Eyelid reconstruction – posterior lamella




Introduction


In a full-thickness reconstruction of the upper or lower eyelid it is important to reconstruct the posterior lamella of the lid to give support to the reconstructed anterior lamella. In the upper lid it is essential that the posterior lamella is lined with mucosa. In the lower lid this is less important but still desirable. If a skin flap is available for the anterior lamella the posterior lamella may be reconstructed with either a flap or a graft. If, however, a free skin graft is to be used for the anterior lamella the posterior lamella must be reconstructed with a vascularised flap.


To estimate the length of posterior lamella required, pull gently on the edges of the defect to reduce the horizontal extent and eliminate horizontal lid laxity. The remaining defect is the length of the reconstruction required.


Classification





  • Grafts




    • oral mucous membrane



    • tarsal plate



    • hard palate



    • nasal septal cartilage



    • tarsomarginal graft




  • Flaps




    • Hughes’ tarsoconjunctival flap



    • lateral periosteal flap



    • tarsal transposition flap (Hewes)






Grafts to reconstruct the posterior lamella


Choice of operation


In the upper lid tarsal plate from the same or opposite upper lid, oral mucous membrane, hard palate or a tarsomarginal graft is used.


In the lower lid the posterior lamella must provide added support because of the effect of gravity. Oral mucosa alone will not be sufficient to support a thin skin flap; it may be acceptable, although not ideal, as a lining for a thicker flap. In general a graft of tarsal plate, hard palate, sclera or cartilage is preferable.


The reconstructed lids need support from the canthal tendons. If a canthal tendon has been compromised in the surgical excision it must be reconstructed with one of the methods described below.


Preparing the grafts


See Ch. 2 , Sect. D , for methods of taking oral mucous membrane, auricular cartilage, tarsal plate, hard palate and sclera. See 16.2 for the method of taking nasal septal cartilage with mucoperichondrium and 16.3 for taking a tarsomarginal graft.

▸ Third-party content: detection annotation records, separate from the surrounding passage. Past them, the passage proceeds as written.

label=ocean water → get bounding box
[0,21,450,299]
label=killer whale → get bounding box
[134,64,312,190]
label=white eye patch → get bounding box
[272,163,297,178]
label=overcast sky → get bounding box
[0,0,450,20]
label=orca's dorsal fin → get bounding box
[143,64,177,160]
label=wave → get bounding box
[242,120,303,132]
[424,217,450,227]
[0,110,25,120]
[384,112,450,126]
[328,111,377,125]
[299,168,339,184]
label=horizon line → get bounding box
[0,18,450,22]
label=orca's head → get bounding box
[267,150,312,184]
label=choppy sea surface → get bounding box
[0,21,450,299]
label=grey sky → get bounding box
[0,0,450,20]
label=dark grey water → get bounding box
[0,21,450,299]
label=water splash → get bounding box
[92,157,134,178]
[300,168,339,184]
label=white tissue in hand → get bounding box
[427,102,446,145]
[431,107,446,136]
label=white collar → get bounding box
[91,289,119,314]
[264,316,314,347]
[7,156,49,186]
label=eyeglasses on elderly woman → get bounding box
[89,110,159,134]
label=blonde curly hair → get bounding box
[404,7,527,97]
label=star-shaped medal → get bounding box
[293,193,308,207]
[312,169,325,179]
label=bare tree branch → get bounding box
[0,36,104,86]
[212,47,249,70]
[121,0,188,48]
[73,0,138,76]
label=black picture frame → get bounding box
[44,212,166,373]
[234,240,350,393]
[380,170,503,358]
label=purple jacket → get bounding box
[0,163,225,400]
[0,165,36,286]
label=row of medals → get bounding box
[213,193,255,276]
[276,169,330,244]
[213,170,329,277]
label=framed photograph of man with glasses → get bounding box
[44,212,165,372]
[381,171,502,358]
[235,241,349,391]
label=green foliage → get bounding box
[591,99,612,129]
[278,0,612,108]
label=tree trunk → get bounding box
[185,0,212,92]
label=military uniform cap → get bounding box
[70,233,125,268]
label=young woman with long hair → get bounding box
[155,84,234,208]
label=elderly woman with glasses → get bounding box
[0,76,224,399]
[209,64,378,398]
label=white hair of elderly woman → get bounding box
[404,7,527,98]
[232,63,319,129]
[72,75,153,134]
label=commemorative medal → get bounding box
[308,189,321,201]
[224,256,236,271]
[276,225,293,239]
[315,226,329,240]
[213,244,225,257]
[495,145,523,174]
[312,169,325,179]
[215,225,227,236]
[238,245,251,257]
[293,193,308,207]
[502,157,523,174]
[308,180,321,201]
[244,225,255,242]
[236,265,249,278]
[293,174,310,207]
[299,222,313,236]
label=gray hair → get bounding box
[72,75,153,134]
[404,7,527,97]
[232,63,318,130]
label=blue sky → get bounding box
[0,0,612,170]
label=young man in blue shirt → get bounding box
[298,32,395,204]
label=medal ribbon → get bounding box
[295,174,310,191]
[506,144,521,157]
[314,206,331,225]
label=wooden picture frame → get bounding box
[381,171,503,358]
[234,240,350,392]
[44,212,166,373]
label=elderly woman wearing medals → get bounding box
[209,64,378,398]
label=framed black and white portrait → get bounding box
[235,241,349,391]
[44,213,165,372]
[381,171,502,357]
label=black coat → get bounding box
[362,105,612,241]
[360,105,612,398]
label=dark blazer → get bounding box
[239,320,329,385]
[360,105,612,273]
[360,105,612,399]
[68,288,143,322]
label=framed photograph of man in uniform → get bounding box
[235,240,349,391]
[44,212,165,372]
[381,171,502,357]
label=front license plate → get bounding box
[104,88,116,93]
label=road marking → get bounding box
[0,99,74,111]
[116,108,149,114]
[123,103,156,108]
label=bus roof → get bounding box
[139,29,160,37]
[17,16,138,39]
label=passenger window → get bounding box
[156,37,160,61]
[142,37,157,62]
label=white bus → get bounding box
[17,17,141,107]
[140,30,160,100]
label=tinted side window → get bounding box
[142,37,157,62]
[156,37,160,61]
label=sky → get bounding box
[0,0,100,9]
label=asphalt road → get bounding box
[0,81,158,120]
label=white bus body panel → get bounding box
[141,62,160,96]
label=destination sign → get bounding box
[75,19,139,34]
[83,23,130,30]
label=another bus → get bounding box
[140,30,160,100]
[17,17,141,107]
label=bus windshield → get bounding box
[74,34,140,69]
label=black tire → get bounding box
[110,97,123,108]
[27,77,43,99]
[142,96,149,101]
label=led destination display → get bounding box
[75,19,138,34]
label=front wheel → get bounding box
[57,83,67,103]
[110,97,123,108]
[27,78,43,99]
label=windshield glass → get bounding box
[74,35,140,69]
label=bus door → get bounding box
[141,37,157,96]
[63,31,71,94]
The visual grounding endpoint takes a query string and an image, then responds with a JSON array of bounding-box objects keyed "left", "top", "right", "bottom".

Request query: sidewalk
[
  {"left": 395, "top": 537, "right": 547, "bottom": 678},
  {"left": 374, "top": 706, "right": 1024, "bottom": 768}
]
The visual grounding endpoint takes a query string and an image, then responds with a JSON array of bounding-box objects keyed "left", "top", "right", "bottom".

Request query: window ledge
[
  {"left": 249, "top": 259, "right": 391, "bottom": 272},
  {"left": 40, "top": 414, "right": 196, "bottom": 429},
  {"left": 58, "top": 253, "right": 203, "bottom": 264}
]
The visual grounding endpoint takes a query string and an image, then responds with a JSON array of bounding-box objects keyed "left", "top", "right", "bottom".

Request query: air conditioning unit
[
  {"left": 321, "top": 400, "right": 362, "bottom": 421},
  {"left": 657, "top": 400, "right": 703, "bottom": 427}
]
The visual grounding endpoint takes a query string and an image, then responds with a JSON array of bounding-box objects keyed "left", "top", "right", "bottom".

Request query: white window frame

Using grafts for the posterior lamella


The posterior lamellar graft must be sutured to tarsal plate or canthal tendon, at the ends of the defect, with interrupted or continuous 6/0 absorbable sutures (see Fig 15.10d , Fig 15.11b ).


If the canthal tissues are absent medially the attachment should be to the periosteum posterior to the normal attachment of the medial canthal tendon – ideally to the periosteum of the posterior lacrimal crest – with two 4/0 or 5/0 nonabsorbable sutures.


Laterally, a new canthal tendon may be reconstructed with a flap of periosteum (see 16.5 ) or a flap of tarsal plate transposed from the upper lid.


The posterior lamellar graft must be adequate vertically to lie without tension against the anterior lamella. An excess of mucosa wrapped over the reconstructed lower lid margin can result in persistent redness along the margin (see 15.18e, post ). This can be avoided by trimming the mucosa so that it is level with the lid margin before suturing. If the posterior lamella is secure at the lid margin at the end of the procedure the suture can be omitted.



Complications and management


Some degree of contraction occurs with all posterior lamellar grafts. Those without a mucosal lining, such as sclera, may cause irritation until they are epithelialised.



Alternative procedures



Nasal septal cartilage with mucoperichondrium


This cartilage graft has the advantage over auricular cartilage (see 2.18 ) of being lined with mucosa although it is rather thick mucosa. The cartilage, also, is thicker than auricular cartilage but it provides a useful support in some situations such as a Mustardé cheek rotation flap.


Bleeding may be reduced by packing the nose in the anaesthetic room with ribbon gauze soaked in 4% cocaine. In theatre inject 1 : 200,000 adrenaline submucosally on one side of the septum. Insert a nasal speculum on the side opposite to the injection. Adequate access to the nasal septum can usually be obtained with a nasal speculum alone. If difficulty is experienced the exposure is improved by incising through the alar base and elevating the lateral wall of the nostril.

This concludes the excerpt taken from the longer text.